Zimny, Sebastian; Bourhis, Hélène; Weber, Sabine; Reiter, Florian Paul; Hohenester, Simon; Kraft, Eduard; Mohr, Isabelle; Merle, Uta; Weiss, Karl Heinz; Denk, Gerald.
Afiliação
  • Zimny S; Department of Medicine II, University Hospital, LMU Munich, Marchioninistraße 15, 81377, Munich, Germany. sebastian.zimny@med.uni-muenchen.de.
  • Bourhis H; Department of Medicine II, University Hospital, LMU Munich, Marchioninistraße 15, 81377, Munich, Germany.
  • Weber S; Department of Medicine II, University Hospital, LMU Munich, Marchioninistraße 15, 81377, Munich, Germany.
  • Reiter FP; Department of Medicine II, University Hospital, LMU Munich, Marchioninistraße 15, 81377, Munich, Germany.
  • Hohenester S; Department of Medicine II, University Hospital Würzburg, Oberdürrbacher Straße 6, 97080, Würzburg, Germany.
  • Kraft E; Department of Medicine II, University Hospital, LMU Munich, Marchioninistraße 15, 81377, Munich, Germany.
  • Mohr I; Department of Physical Medicine and Rehabilitation, University Hospital, LMU Munich, Marchioninistraße 15, 81377, Munich, Germany.
  • Merle U; Department of Internal Medicine IV, University Hospital Heidelberg, Im Neuenheimer Feld 410, 69120, Heidelberg, Germany.
  • Weiss KH; Department of Internal Medicine IV, University Hospital Heidelberg, Im Neuenheimer Feld 410, 69120, Heidelberg, Germany.
  • Denk G; Internal Medicine, Salem Medical Center, Zeppelinstraße 11 - 33, 69121, Heidelberg, Germany.
Orphanet J Rare Dis ; 18(1): 122, 2023 05 24.

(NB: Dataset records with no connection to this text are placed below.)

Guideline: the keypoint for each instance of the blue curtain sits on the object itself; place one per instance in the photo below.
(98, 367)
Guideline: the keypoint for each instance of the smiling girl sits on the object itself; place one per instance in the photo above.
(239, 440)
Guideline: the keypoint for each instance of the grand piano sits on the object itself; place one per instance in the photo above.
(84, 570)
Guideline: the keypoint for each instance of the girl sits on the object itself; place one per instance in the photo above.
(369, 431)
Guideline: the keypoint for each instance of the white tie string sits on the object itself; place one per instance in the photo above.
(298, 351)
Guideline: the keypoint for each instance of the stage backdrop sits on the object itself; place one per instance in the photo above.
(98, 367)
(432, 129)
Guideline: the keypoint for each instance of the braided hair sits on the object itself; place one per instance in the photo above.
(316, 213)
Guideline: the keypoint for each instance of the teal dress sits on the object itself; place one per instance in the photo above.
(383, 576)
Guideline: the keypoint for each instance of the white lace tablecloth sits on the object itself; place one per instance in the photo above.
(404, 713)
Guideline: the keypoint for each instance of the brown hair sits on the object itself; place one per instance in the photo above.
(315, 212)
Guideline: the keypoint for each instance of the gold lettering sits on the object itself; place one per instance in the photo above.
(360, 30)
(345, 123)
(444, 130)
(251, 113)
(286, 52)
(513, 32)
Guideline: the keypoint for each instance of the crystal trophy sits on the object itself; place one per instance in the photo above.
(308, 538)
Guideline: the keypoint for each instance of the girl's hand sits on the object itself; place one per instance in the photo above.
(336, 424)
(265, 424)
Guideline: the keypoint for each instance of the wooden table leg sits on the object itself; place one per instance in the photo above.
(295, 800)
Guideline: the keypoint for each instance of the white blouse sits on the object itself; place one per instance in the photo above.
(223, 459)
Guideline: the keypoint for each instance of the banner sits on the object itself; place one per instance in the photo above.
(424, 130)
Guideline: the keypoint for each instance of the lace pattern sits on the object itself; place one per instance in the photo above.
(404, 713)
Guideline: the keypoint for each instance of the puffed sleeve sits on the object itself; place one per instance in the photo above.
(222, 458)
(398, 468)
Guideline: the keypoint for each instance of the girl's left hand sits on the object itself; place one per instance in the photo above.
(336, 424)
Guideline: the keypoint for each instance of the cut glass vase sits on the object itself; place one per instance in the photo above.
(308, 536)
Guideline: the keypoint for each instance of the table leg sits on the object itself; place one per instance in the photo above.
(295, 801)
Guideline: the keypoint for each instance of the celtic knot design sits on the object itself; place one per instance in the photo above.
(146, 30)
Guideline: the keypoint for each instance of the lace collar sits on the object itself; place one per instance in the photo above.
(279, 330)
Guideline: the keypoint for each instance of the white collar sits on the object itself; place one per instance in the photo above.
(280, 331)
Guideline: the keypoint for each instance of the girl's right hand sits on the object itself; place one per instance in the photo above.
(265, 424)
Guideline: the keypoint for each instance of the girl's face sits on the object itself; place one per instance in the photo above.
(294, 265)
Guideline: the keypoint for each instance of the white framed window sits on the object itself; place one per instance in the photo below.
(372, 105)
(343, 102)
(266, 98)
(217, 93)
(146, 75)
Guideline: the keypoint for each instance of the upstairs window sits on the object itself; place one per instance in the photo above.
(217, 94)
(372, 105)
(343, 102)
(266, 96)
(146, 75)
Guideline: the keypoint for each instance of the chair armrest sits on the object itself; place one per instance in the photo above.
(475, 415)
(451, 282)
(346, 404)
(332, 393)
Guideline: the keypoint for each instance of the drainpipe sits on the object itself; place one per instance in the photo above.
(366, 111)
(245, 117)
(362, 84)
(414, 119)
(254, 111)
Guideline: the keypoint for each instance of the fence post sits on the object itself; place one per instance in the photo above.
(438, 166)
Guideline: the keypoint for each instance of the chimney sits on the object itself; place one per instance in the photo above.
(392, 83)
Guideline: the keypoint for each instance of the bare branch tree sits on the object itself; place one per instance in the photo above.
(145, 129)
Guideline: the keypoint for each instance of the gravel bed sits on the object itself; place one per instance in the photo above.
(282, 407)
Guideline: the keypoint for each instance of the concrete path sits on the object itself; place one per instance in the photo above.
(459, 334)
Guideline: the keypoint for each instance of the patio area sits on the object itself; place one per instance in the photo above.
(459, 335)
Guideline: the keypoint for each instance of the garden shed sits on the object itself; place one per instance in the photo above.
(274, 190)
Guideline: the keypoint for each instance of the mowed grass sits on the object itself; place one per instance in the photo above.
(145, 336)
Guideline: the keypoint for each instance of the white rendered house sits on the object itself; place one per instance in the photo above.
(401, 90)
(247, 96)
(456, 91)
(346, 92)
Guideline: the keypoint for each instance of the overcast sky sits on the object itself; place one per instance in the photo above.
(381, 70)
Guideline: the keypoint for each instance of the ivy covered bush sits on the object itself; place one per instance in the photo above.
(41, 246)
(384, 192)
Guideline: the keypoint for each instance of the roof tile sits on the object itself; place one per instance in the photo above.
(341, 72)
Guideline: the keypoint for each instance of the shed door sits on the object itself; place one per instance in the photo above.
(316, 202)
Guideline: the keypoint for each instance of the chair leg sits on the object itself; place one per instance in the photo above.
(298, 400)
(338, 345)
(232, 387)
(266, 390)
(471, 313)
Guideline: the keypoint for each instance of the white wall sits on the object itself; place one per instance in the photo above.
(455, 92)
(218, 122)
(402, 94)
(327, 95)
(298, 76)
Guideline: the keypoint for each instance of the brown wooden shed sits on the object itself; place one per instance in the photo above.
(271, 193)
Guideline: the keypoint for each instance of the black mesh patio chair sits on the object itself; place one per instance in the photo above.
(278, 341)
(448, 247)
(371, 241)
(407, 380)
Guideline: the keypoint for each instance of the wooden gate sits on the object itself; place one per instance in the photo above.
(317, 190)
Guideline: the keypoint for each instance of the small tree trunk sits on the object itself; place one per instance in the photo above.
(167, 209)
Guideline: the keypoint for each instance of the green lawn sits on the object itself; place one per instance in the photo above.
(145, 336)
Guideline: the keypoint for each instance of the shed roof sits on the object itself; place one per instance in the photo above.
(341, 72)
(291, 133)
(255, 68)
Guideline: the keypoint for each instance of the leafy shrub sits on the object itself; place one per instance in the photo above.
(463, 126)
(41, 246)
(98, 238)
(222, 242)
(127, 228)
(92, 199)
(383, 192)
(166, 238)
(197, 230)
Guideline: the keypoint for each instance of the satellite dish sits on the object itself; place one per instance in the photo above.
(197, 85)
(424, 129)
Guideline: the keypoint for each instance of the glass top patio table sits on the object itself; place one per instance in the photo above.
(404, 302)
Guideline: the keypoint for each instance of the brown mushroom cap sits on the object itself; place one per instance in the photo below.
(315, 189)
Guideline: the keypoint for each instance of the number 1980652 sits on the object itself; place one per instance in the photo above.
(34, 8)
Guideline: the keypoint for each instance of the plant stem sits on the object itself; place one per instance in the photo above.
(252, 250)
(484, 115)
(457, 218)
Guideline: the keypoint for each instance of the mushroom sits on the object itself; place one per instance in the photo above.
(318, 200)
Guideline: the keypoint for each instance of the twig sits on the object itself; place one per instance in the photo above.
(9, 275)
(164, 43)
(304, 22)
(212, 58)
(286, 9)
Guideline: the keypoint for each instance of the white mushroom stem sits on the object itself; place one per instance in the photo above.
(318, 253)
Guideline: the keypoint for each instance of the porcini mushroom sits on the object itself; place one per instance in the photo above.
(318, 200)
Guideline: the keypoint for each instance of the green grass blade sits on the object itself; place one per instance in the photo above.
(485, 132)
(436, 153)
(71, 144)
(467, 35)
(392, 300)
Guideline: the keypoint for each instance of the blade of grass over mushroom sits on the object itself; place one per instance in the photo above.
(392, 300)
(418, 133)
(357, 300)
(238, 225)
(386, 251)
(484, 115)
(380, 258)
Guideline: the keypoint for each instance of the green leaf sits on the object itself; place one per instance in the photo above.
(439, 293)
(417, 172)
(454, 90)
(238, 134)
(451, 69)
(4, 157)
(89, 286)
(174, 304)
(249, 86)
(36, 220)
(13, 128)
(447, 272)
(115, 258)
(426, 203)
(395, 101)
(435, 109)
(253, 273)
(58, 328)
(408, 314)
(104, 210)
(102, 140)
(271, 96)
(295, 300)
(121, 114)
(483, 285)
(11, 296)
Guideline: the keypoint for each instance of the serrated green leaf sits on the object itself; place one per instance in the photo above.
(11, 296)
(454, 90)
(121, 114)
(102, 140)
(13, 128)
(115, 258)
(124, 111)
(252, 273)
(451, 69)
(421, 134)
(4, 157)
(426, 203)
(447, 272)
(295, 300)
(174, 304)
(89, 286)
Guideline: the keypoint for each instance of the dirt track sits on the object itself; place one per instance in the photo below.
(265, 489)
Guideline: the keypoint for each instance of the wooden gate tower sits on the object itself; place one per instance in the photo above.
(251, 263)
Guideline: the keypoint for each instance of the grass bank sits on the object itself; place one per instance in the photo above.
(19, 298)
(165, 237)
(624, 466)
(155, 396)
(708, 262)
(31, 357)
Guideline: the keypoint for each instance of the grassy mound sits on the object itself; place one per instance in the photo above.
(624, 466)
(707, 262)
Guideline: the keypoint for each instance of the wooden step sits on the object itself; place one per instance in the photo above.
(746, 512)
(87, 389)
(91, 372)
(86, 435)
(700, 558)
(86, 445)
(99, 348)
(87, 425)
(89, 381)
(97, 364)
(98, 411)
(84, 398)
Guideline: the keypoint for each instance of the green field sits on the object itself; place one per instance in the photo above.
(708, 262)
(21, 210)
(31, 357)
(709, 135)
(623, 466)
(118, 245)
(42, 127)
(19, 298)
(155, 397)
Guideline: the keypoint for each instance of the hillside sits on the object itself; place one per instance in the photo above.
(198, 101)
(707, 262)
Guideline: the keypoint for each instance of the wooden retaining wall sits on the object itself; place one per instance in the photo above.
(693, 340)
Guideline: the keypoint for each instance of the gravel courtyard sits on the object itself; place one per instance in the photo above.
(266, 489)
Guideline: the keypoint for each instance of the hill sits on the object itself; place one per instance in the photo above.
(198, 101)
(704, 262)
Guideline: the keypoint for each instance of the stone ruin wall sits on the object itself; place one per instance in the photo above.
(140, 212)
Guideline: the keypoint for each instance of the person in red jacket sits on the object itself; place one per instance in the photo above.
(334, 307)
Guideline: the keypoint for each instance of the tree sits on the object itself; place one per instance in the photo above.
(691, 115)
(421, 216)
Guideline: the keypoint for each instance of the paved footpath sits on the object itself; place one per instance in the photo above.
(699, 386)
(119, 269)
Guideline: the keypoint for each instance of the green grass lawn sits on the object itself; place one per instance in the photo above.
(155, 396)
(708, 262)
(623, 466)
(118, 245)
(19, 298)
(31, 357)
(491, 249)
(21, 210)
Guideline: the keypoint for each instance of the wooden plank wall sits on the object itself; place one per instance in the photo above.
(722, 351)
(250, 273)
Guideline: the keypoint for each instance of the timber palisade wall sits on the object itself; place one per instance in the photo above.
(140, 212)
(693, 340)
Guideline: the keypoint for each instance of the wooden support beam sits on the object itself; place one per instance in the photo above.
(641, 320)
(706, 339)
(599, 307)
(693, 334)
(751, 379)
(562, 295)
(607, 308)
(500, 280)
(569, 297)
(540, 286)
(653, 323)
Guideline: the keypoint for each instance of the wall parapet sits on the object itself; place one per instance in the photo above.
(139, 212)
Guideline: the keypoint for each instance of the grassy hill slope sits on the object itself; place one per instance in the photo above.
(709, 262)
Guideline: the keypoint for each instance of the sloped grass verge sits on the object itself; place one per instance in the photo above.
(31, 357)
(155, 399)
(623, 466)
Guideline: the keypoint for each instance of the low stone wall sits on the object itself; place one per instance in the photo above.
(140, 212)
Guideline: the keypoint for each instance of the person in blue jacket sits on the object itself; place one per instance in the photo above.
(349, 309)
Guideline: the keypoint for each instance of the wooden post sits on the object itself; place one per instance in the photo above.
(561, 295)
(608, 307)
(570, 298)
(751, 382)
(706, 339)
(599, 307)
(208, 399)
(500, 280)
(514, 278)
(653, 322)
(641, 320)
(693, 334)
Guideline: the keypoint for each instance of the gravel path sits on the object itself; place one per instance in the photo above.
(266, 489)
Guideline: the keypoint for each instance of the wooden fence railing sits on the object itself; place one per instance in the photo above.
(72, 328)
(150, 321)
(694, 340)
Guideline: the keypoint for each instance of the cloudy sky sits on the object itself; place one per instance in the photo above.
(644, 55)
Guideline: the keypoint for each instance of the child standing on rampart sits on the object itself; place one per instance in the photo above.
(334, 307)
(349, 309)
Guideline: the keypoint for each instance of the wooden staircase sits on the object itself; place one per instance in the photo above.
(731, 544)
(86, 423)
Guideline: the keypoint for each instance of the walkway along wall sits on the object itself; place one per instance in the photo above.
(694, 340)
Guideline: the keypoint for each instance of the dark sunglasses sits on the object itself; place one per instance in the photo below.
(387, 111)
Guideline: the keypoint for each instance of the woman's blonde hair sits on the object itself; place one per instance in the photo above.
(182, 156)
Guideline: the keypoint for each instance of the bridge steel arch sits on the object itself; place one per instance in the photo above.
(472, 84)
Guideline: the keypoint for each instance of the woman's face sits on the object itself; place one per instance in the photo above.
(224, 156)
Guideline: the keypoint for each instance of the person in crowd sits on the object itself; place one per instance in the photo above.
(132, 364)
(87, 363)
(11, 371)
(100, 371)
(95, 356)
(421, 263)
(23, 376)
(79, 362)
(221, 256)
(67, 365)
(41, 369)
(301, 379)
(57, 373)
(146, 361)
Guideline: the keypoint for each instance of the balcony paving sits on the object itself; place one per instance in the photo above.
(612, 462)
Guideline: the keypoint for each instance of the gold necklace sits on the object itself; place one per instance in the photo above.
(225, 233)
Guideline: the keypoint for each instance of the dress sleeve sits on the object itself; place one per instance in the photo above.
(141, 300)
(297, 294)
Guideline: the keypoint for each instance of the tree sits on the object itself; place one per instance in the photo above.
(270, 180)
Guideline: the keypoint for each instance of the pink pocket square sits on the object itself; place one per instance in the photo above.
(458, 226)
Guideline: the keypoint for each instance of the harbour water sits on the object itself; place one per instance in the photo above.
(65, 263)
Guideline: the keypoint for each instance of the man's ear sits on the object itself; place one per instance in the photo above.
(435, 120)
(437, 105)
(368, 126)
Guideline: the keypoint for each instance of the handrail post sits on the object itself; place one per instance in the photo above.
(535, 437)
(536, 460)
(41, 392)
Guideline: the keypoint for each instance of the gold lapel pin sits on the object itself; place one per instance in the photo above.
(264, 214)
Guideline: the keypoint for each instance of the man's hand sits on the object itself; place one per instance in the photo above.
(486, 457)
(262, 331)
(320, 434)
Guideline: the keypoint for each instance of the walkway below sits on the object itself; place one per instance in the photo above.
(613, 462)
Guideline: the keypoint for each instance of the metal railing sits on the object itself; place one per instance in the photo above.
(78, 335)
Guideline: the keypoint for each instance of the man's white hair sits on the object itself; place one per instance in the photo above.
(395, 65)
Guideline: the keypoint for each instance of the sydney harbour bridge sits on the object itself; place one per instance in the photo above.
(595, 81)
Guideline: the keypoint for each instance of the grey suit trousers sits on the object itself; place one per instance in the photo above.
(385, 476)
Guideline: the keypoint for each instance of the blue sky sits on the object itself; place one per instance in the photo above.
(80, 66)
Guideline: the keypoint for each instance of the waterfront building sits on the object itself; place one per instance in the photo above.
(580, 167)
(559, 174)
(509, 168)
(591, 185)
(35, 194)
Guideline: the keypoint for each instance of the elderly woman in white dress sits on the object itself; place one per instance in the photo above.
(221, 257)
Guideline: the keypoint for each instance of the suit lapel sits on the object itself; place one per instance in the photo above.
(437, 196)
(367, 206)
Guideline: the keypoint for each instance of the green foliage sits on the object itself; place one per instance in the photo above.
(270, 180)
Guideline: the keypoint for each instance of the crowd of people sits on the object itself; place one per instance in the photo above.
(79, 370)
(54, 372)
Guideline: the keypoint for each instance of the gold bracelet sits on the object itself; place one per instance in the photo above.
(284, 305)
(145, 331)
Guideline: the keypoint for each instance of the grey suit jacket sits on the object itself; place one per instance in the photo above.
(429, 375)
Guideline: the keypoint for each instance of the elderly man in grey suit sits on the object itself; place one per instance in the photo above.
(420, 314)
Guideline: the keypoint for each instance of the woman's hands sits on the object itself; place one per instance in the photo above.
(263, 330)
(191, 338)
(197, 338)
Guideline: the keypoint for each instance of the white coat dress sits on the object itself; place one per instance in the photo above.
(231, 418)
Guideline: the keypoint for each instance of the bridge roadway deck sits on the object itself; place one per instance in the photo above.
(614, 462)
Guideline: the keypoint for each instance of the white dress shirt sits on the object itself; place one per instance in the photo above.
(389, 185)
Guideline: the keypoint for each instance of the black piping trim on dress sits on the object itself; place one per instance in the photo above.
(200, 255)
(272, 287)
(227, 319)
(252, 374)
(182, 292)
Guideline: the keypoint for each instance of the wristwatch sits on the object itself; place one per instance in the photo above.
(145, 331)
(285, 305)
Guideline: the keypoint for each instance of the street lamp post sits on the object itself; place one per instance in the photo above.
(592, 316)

Article em En | MEDLINE | ID: mdl-37226184
BACKGROUND: Wilson disease (WD) is a rare, hereditary disorder of copper metabolism. Due to its variable symptoms and manifestations, diagnosis remains challenging. Affected patients must obtain lifelong medical treatment, as the disease is fatal if untreated. Patients require continuous monitoring, but little is known about the care of these patients in Germany. Therefore, we analyzed the medical care of WD patients at German university centers. We sent a questionnaire containing 20 questions to a total of 108 departments of pediatrics, neurology and gastroenterology in 36 university hospitals. Our questions referred to the characteristics of WD patients at the different sites and internal procedures regarding diagnosis, therapy and follow-up. A descriptive statistical analysis was performed. RESULTS: Sixty-three departments (58%) returned our questionnaire. In total, approximately one-third of the estimated WD patients in Germany are seen annually in the outpatient clinics of these departments (approx. 950 patients). There are only a few departments which treat patients in a multidisciplinary setting (12%). Our survey revealed that for diagnosis, 51% of all departments used an algorithm based on the Leipzig score as recommended by international guidelines. Most departments apply essential parameters recommended by WD guidelines. Routine monitoring is performed at least biannually by 84% of the departments, and standard investigations for monitoring are regularly applied. A routine family screening is performed by 84% of all departments. A reduction in medical therapy during pregnancy is recommended by 46% of the departments. Only 14% suggested that WD patients should not breastfeed. Liver transplantation (LT) due to WD is a rare but repeatedly occurring event. Most departments of gastroenterology (72%) reported at least one patient with LT within the last decade. CONCLUSIONS: Medical care of WD patients at German university centers follows the recommendations set forth by international guidelines, but only a few centers treat significant numbers of patients. The surveillance of patients does not follow specified standards, but most departments adhere to the accepted guidelines. The formation of central units and networks in a multidisciplinary setting should be evaluated to improve the care of WD patients.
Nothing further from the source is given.